# Uses for Old Arrows



## Finn03 (Sep 19, 2008)

So, I spent the day at the range yesterday, and found myself down to 4 good arrows, 2 cracked, and 2 needing refletched and renocked. I decided it was time to look into new carbons. I let the owner talk me into Eastons Flatlines...which by the way were awesome. I dialed in my 10yd pin, and tried my 20 yd pin (thinking it still might be close), and was 12" high at 20...

My 10 yd pin was pretty much good out to 25yd, and just a hair low at 35 yds. These shoot much flatter


Anyway that's beside my point. Now I have about a mismatched set of a dozen or so carbon arrows, and a closet full of mismatched old carbons and a few aluminums. Does anyone have any creative uses for old arrows? I'll probably keep a few for practice etc. I've made a few into pens in the past, which turn out kind of cool for the office, or gifts, but other than that, they'll just sit in my basement.

Does anyone need extras, or have a creative use?


----------



## Bigun (Jun 20, 2006)

Your 10yd pin is high at 20 because of sight parallax. Your line of sight is not the same as the arrows line of flight. This becomes more evident the closer the distance between bow and target. Basically the arrow at 10 yds doesn't have enough drop to account for the offset between line of sight and line of flight. Remeber the arrow travels in an arc from the time it leaves the bow.
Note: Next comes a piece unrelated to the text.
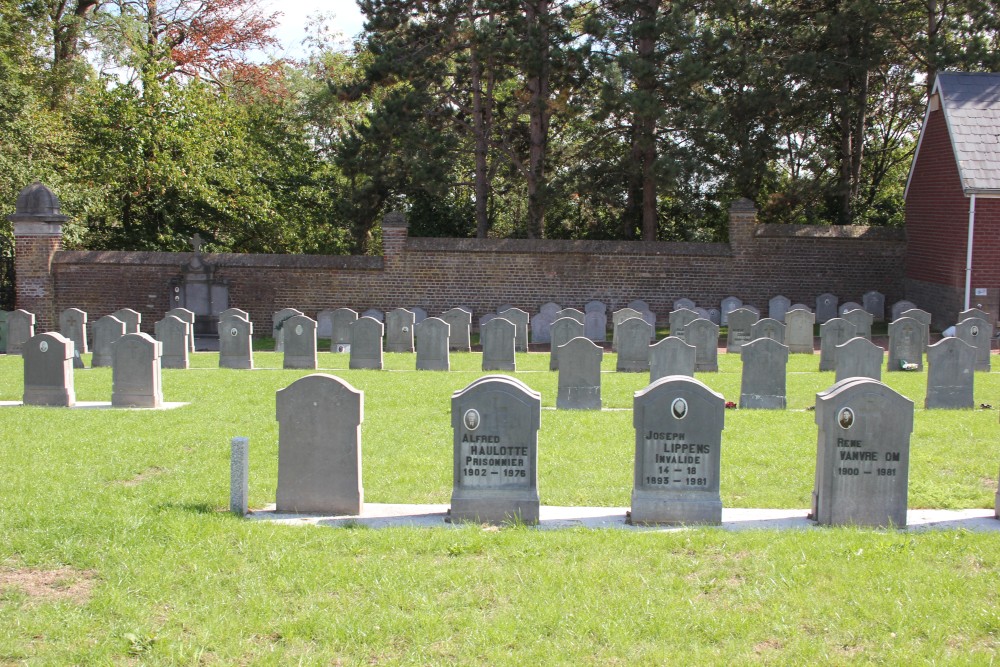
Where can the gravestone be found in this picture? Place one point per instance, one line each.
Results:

So to set a 10yd pin with faster bows you have to set the pin on the arrows climb across the line of sight instead of when the arrow falls back across the line of sight like at farther distances.

As far as your old arrows. Check with local boy scout troops. I know the troops that i have taught archery too are always buying arrows to make up 
for the ones that are lost teaching the kids to shoot. Also I have given some to buddies in the past to use for stakes for their turkey decoys etc. 

Outdoor Hub mobile, the outdoor information engine


----------



## P-NUT (May 17, 2009)

I have used sections of old aluminum arrows in a pinch as a spile when tapping maple trees. Works pretty well but can be difficult to remove at the end of sugaring season.


----------



## Hunt&fish4life (Dec 28, 2011)

I have a buddy that has a lamp he made out of a arrow shaft . He had a small 8 pt that he drilled a hole in the skull and put the arrow threw and mounted it to a plaque and put a lamp on the other end. Really cool.


----------



## ezbite (May 25, 2006)

Keep them and hunt frogs with them.


----------



## hopintocash2 (Aug 14, 2011)

i found that 22 shells fit nicely in my old crossbow bolts, i cut them off just long enough for 15 rounds. makes reloading my 22 real fast and easy.


----------



## center pin daddy (Apr 15, 2004)

Old arrows also make great pepper plant stakes for the garden.


----------



## wave warrior (Oct 2, 2005)

cut off the tip and hot-glue a large treble hook in it...makes a great icefishing gaff!!!


----------



## JoeFish (Apr 2, 2011)

couple guys at work put them on their antenna of their truck, with some tape or heat shrink at the bottom to hold it on. Looks pretty cool.


----------



## wave warrior (Oct 2, 2005)

JoeFish said:


> couple guys at work put them on their antenna of their truck, with some tape or heat shrink at the bottom to hold it on. Looks pretty cool.


i might steal that one!!!


----------



## ironman172 (Apr 12, 2009)

wave warrior said:


> cut off the tip and hot-glue a large treble hook in it...makes a great icefishing gaff!!!


Broken fishing rod makes a good one too...and you have a handle for it too


----------



## Huntinbull (Apr 10, 2004)

I have used old aluminum arrows to make bird or pigeon traps. The arrows are used for the gate. Basically a live-trap like a box with a one way gate.


----------



## sam kegg (Jun 23, 2007)

look great on truck attenna


----------



## MuskieManOhio (Jun 29, 2008)

I might have to try the gaff thing for ice fishing! lol As for the antenna thing all my buddies have them on their truck (Bunch of ******* f$%^s) oh wait who am I kidding I have one on my truck


----------



## RichsFishin (Nov 4, 2007)

I gave my nephew 11 alun. arrows and one for me as for an antenna on my Explorer. My inlaws love it when im driving down there long drive blasting Hank Williams
or Johnie Cash......................Rich


----------



## MikeC (Jun 26, 2005)

They make great garden hose guides so you don't break your plants pulling the hose to and fro, lol.


----------



## Finn03 (Sep 19, 2008)

Now that seems more like my style...


----------